Dies ist ein Fall, der für Außenstehende skurril wirkt. Gaby Greif bekommt weniger Witwenrente wegen eines Anteils der Rente, der an eine Tote geht. Was absurd anhört, ist aber in den Details des Rentenrechts angelegt. Die Ursache für die absonderliche Situation ist der Versorgungsausgleich.
Befreiung von der Rentenpflicht gilt nur für den Ehemann
Der Ehemann von Gaby Greif starb vor fünf Jahren. Er war bereits zuvor verheiratet gewesen. Seine erste Frau ist bereits seit 20 Jahren tot, und Manfred Greif hatte sich von der Pflicht befreien lassen, einen Teil seiner Rente an die Tote zu zahlen.
Diese Befreiung galt aber nur für den Ehemann und nicht für Gaby Greif. Seit ihr Gatte vor fünf Jahren starb bezieht Sie Witwenrente. Laut geltendem Recht muss sie diese jetzt mit der ersten Frau ihres Mannes teilen, auch wenn diese längst tot ist.
Die Witwe war ratlos
Die Witwe sagte gegenüber dem MDR: „Als ich zum ersten Mal die Bezüge-Ermittlung für mein Witwengeld bekommen habe, habe ich mich gewundert.“ Ihr wurden von ihrer Witwenrente jeden Monat 131,45 Euro abgezogen, und die Begründung lautete „Versorgungsausgleich“.
Die Betroffene wusste nicht, worauf sich dieser bezog. Dann fiel ihr ein: „Mein Mann war ja in erster Ehe verheiratet. Dann wurde er geschieden und bei der Scheidung wurde ein Versorgungsausgleich gemacht.“
Versorgungsausgleich aufgehoben
Bei Scheidungen kommt es oft zum sogenannten Versorgungsausgleich. Dies ist dann der Fall, wenn beide Partner ein unterschiedliches Einkommen haben. Der Besserverdienende teilt dann seine zukünftige Rente mit dem Schlechterverdienenden auf, damit beide gleich viel erhalten.
Auch der verstorbene Ehemann hatte mit seiner ersten Frau einen solchen Versorgungsausgleich vereinbart. Als diese lange vor ihm starb, beantragte er, den Versorgungsausgleich zu beseitigen. Die letzten 14 Jahre seines Lebens bekam er dann seine Rente in voller Höhe ausbezahlt.

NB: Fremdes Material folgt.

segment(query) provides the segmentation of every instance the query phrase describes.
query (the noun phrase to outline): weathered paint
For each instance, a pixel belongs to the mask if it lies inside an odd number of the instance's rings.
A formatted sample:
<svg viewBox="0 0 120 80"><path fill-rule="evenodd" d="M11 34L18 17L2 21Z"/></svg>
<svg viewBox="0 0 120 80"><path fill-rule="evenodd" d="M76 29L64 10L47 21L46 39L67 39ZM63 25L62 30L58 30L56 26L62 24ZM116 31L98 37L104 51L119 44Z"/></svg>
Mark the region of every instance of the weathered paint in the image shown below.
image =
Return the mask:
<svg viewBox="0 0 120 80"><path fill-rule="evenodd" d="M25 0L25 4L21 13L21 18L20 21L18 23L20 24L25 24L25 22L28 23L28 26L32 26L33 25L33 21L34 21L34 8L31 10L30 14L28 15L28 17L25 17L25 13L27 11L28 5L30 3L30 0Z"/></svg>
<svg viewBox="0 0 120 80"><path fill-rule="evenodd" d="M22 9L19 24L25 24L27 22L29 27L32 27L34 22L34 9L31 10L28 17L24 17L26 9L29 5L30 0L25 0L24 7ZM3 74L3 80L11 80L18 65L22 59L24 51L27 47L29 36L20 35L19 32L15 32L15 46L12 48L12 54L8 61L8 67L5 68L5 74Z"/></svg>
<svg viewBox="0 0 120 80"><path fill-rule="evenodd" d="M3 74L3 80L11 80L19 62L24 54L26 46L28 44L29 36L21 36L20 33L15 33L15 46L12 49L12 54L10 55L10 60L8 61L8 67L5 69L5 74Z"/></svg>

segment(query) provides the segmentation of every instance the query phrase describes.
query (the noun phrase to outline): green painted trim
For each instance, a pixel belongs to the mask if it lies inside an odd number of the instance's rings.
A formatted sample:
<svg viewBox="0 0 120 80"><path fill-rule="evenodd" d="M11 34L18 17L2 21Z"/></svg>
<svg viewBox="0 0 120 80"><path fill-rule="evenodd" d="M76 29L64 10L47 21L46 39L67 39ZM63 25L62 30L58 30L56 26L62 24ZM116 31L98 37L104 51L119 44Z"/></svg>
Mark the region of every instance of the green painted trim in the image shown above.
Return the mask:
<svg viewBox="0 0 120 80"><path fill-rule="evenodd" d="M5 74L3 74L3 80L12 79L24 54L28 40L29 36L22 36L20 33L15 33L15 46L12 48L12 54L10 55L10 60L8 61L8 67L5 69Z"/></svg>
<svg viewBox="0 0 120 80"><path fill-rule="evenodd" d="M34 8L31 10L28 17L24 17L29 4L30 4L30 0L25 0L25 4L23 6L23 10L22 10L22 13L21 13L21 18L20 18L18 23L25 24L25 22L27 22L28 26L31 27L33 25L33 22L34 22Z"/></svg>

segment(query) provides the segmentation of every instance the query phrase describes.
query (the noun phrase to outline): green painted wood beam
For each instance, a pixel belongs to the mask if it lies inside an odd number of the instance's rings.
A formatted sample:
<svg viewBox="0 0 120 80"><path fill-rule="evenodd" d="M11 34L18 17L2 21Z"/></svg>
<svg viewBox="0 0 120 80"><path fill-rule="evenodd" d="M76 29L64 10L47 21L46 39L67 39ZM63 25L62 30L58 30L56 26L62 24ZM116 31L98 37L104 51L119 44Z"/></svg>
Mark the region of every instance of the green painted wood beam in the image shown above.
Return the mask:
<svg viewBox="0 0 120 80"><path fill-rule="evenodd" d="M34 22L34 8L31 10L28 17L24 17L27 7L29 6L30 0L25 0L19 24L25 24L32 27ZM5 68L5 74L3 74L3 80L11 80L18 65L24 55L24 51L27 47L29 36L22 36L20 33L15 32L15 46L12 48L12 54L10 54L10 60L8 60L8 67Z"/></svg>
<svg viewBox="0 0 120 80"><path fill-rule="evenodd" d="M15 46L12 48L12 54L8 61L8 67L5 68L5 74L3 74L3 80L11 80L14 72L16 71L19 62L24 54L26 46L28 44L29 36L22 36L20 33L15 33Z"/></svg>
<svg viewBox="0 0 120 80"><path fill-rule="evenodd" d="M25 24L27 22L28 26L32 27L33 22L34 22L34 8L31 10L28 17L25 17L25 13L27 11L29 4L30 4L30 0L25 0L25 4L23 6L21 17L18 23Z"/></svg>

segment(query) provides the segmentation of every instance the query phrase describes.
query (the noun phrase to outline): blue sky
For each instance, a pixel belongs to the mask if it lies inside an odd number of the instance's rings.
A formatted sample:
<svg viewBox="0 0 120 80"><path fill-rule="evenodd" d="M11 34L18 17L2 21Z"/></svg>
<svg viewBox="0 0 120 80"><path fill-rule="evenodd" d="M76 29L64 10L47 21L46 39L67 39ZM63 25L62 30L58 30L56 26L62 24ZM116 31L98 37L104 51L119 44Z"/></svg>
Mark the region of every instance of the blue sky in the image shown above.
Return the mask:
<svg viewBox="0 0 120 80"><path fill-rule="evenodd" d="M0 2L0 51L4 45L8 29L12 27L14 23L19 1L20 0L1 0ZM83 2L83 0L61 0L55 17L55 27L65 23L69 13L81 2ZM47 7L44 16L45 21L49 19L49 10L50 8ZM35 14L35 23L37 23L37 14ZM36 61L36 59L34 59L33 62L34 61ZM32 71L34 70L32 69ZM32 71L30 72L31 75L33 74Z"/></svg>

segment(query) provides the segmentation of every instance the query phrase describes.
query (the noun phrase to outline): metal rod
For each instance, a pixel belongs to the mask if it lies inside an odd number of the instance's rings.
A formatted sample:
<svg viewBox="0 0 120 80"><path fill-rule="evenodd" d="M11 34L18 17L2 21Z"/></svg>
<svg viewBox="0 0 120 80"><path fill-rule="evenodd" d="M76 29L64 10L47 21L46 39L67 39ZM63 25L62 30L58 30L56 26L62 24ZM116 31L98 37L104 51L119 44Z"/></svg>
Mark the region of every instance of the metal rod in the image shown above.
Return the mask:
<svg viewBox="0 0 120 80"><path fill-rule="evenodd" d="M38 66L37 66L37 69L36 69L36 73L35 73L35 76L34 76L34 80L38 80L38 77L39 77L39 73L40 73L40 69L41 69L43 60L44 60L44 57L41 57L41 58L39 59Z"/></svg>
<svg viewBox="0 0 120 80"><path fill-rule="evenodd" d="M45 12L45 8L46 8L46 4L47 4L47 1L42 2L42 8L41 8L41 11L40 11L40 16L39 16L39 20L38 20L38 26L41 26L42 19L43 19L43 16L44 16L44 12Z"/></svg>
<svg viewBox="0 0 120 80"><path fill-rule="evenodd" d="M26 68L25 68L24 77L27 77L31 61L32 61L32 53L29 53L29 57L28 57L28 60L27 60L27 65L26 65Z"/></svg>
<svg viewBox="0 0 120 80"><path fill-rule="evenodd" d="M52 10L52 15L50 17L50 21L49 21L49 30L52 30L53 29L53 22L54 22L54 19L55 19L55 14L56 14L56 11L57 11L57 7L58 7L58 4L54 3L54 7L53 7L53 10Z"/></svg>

Dies galt allerdings nicht für Gaby Greif, nachdem ihr Mann starb. Denn die Beseitigung des Versorgungsausgleichs war an den Ehemann gebunden. Da der Wegfall nicht an Gaby Greif überging wurde der Versorgungsausgleich wieder eingeführt, und das 20 Jahre nach dem Tod derjenigen, für die er vereinbart worden war.
Das Gericht hält die Teilung der Witwenrente mit einer Toten für richtig
Gaby Greifs Klage vor Gericht wurde abgewiesen. Ganz konkret hätte nur ihr Mann das Recht wegen des Todes der Ex-Frau den Versorgungsausgleich zu streichen, aber nicht sie als Hinterbliebene.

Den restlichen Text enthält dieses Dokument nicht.